Art. 2598 cod. civ. definisce i comportamenti che costituiscono atti di concorrenza
sleale.
È atto di concorrenza sleale ogni atto idoneo a creare confusione con i prodotti o con
l’attività di un concorrente. È lecito attrarre a sé l’altrui clientela, ma non è lecito
farlo avvalendosi di mezzi che possono trarre in inganno il pubblico sulla
provenienza dei prodotti e sull’identità personale dell’imprenditore Atti di
confusione: a) uso di nomi o segni distintivi “idonei a produrre confusione con i nomi
o con i segni distintivi legittimamente usati da altri” imprenditori concorrenti; b)
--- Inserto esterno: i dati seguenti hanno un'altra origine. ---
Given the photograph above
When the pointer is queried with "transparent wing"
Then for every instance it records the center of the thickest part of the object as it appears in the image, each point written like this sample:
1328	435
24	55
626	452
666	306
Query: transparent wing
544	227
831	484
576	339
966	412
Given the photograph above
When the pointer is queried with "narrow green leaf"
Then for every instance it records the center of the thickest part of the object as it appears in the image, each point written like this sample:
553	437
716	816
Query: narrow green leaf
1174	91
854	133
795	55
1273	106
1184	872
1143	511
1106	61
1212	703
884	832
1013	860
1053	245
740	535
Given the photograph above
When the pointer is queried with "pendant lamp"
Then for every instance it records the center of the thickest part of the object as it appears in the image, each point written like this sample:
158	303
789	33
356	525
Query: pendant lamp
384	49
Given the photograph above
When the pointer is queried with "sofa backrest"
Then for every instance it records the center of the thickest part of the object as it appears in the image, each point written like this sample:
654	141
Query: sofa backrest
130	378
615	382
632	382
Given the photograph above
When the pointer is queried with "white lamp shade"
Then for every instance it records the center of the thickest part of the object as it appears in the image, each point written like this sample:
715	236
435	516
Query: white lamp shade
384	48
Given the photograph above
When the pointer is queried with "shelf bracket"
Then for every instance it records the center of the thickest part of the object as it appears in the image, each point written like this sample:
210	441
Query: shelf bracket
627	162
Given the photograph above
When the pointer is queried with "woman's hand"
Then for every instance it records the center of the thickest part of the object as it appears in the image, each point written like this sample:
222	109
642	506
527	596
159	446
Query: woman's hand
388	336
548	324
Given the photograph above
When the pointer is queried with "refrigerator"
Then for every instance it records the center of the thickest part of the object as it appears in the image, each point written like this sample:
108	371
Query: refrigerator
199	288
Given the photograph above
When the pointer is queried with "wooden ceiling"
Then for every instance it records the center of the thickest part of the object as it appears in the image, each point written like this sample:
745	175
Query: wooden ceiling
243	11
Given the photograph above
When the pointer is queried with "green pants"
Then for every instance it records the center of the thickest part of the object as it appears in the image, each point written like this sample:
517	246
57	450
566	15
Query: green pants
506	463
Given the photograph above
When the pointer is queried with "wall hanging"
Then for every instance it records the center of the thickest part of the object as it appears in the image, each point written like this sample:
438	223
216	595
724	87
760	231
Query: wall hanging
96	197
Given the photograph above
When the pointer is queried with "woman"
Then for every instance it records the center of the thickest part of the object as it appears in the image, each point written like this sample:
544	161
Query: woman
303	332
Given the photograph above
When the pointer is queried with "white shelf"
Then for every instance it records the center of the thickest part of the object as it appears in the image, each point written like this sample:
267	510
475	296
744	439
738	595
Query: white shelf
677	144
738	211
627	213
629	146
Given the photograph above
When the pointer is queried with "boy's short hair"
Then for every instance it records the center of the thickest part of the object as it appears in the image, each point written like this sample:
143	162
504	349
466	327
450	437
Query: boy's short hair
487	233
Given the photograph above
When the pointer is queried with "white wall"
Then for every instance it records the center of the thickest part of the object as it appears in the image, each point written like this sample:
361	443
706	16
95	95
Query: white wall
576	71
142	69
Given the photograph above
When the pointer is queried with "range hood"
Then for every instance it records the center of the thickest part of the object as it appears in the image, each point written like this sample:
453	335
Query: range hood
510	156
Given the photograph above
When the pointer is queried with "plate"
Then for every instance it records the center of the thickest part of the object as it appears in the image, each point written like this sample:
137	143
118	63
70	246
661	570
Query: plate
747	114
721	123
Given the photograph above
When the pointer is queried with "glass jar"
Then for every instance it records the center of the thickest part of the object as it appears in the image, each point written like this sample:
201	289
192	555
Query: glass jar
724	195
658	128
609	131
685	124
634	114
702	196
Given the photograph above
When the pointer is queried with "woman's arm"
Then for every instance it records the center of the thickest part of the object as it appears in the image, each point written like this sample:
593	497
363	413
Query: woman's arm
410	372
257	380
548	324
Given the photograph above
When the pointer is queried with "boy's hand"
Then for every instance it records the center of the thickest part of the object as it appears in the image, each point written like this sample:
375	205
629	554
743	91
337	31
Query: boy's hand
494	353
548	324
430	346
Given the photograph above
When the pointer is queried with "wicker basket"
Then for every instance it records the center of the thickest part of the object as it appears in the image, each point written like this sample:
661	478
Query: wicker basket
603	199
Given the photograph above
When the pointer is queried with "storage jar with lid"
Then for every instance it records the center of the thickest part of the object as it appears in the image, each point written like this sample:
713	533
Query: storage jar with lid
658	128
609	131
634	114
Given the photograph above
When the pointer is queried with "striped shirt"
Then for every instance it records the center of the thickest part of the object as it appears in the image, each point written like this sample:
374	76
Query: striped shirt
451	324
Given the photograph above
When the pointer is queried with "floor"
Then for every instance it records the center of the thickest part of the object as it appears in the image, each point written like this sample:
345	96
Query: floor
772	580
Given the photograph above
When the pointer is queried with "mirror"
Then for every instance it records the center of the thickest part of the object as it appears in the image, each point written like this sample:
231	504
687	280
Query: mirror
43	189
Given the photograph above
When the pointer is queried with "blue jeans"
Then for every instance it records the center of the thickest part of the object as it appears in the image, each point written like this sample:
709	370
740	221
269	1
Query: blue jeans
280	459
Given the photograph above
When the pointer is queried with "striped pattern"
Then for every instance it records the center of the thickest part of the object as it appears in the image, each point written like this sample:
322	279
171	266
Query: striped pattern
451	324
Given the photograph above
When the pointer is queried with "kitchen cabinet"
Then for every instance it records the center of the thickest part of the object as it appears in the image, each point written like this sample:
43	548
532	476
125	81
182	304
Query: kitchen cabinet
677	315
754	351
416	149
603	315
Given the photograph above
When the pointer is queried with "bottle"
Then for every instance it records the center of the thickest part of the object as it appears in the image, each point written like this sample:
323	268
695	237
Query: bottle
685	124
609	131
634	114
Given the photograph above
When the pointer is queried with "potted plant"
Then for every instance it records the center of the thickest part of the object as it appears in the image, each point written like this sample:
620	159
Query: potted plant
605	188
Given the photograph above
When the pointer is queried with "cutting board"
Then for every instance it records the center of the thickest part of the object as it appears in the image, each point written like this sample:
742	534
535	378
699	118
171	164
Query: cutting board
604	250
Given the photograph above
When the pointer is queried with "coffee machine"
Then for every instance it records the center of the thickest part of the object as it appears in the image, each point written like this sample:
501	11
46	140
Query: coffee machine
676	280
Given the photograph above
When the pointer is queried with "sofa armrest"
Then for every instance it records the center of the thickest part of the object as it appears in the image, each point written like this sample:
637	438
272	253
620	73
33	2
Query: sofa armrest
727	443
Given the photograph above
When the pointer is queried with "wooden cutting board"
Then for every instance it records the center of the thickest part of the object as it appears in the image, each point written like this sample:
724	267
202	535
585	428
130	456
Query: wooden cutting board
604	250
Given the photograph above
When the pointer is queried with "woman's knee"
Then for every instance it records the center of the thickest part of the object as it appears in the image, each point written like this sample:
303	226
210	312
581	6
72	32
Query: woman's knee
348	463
imitazione servile dei prodotti di un concorrente, cioè la riproduzione delle forme
esteriori dei prodotti altrui attuata in modo da indurre il pubblico a supporre che i due
prodotti provengano dalla stessa impresa.
Un’altra categoria è formata dagli atti di denigrazione, che consistono nel diffondere
“notizie e apprezzamenti sui prodotti e sull’attività di un concorrente, idonei a
determinare discredito”, e dall’appropriazione di pregi dei prodotti e dell’impresa di
un concorrente. Comune ad entrambe le figure è la finalità di falsare gli elementi di
valutazione del pubblico, attraverso comunicazioni indirizzate a terzi avvalendosi
della pubblicità. Esempio di denigrazione è la pubblicità iperbolica, con cui si tende
ad accreditare l’idea che il prodotto sia il solo a possedere specifiche qualità o
determinati pregi negando la presenza nei prodotti dei concorrenti. La pubblicità
comparativa, invece, non sempre costituisce concorrenza sleale; si tratta della
pubblicità che identifica in modo esplicito o implicito un concorrente, ovvero beni o
servizi offerti da un concorrente. è lecita quando è fondata su dati veri ed
oggettivamente verificabili, non ingenera confusione e non denigra.
Altri atti di concorrenza sleale: “è tale ogni altro mezzo non conforme ai principi
della correttezza professione e idoneo a danneggiare l’altrui azienda”. pubblicità
menzognera (falsa attribuzione ai propri prodotti di qualità o pregi non appartenenti
ad alcun concorrente), concorrenza parassitaria (sistematica imitazione delle altrui
iniziative imprenditoriali), dumping (sistematica vendita sotto costo dei propri
prodotti al fine di eliminare i concorrenti), storno di dipendenti (sottrazione ad un
concorrente di dipendenti particolarmente qualificati, attuata col deliberato proposito
di danneggiare l’altrui azienda e/o avvantaggiarsi in modo parassitario degli
investimenti formativi e delle conoscenze aziendali del concorrente).